Everything My Mother Taught Me . . . continued

** CAUTION ** 
Please note that before you read the following post I Love My Mommy Dearly. She is my best friend and no matter what harebrained idea she comes up with, I will always love her. 
Ok, so I was taking a look at my post "Everything My Mother Taught Me" and Mommy I love you, but what were you thinking! I think a better title for that post would be Everything My Mother Taught Me . . . And How Normal People Do Things.
So, in continuance with my previous post I have added a little extra to each thing my mother taught me. (i.e. How Normal People Do Things)
Let's Recap Here: 
1.)  If a recipe calls for orange juice and you don't have any, Blue Curacao is an excellent alternative  - - Blue Curacao is not an excellent alternative.

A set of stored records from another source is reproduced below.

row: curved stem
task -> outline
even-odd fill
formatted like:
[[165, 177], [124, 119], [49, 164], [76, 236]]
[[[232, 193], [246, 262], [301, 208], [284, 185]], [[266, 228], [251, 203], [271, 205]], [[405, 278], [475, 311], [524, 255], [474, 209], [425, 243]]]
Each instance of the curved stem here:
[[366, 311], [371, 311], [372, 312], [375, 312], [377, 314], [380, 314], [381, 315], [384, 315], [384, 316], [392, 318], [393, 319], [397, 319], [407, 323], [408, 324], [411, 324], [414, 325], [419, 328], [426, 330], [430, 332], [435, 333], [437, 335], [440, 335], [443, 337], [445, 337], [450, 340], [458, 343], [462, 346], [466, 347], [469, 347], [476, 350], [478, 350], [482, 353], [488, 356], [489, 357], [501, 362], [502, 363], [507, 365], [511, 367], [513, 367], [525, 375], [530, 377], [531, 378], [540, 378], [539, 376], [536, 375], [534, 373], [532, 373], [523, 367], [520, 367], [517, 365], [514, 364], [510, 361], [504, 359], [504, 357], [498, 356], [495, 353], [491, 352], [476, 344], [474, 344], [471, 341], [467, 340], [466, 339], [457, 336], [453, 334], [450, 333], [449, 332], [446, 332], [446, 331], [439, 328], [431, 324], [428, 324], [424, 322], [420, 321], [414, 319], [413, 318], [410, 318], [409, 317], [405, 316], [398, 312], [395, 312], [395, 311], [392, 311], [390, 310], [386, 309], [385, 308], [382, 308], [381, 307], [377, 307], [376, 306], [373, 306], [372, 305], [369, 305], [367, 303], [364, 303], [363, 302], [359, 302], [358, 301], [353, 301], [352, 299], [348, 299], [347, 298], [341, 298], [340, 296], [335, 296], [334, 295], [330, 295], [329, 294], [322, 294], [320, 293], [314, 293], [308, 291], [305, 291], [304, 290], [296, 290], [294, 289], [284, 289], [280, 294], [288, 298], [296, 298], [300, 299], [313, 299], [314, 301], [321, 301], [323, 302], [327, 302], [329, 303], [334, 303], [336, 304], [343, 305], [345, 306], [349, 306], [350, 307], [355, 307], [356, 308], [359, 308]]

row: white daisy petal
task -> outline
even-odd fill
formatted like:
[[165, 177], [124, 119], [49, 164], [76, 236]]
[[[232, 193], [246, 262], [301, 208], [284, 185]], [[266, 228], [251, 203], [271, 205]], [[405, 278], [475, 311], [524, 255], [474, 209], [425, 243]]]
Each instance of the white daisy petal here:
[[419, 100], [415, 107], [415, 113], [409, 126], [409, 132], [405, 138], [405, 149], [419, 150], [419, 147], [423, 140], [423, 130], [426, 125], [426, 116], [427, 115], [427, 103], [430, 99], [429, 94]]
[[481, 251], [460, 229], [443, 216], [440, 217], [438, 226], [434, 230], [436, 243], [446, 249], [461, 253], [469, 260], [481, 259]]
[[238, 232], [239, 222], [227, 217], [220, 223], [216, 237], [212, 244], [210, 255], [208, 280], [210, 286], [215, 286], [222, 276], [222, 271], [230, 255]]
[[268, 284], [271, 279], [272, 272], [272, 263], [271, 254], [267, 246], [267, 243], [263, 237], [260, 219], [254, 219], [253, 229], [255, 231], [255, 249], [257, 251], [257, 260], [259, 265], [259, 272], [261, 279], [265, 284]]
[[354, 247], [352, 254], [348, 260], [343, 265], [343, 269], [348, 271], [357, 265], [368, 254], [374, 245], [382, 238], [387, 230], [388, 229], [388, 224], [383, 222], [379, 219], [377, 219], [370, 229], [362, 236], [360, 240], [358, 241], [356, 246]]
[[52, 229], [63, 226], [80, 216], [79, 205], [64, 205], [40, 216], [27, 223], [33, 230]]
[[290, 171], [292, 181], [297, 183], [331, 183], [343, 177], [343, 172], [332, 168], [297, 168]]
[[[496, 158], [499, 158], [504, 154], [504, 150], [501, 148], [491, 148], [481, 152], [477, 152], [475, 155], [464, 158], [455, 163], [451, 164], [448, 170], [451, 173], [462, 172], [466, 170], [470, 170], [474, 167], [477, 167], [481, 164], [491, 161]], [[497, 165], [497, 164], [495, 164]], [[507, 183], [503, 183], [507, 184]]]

While it might get people tipsy enough that they don’t really care what they are eating, the truth is, this alternative turns your cake bright blue. I’ll give my mom credit in the fact that she did ice the outside of her cake so that you couldn’t tell what color the cake was, but when someone cut in to it, well lets just say they were they were the only person that cut in to it. Now, what a normal person would have done is put on some mascara, batted their eyes, and made their significant other go out and pick them up some orange juice.
2.) Never run over dead animals in the street because you never know when someone may force you to lick your tires - - Don’t even get me started here! The scary thing is every time I’m driving and I see an animal asleep in the road I always think of this. Normal people simply go around the animal and think “Oh that poor animal.”
And 3.) When in doubt pour on the Southern Charm - - Thank You Mommy!! Now this little piece of advice is something that has saved my hiney a many a times. Alright, you've got to admit it, she’s right on this one.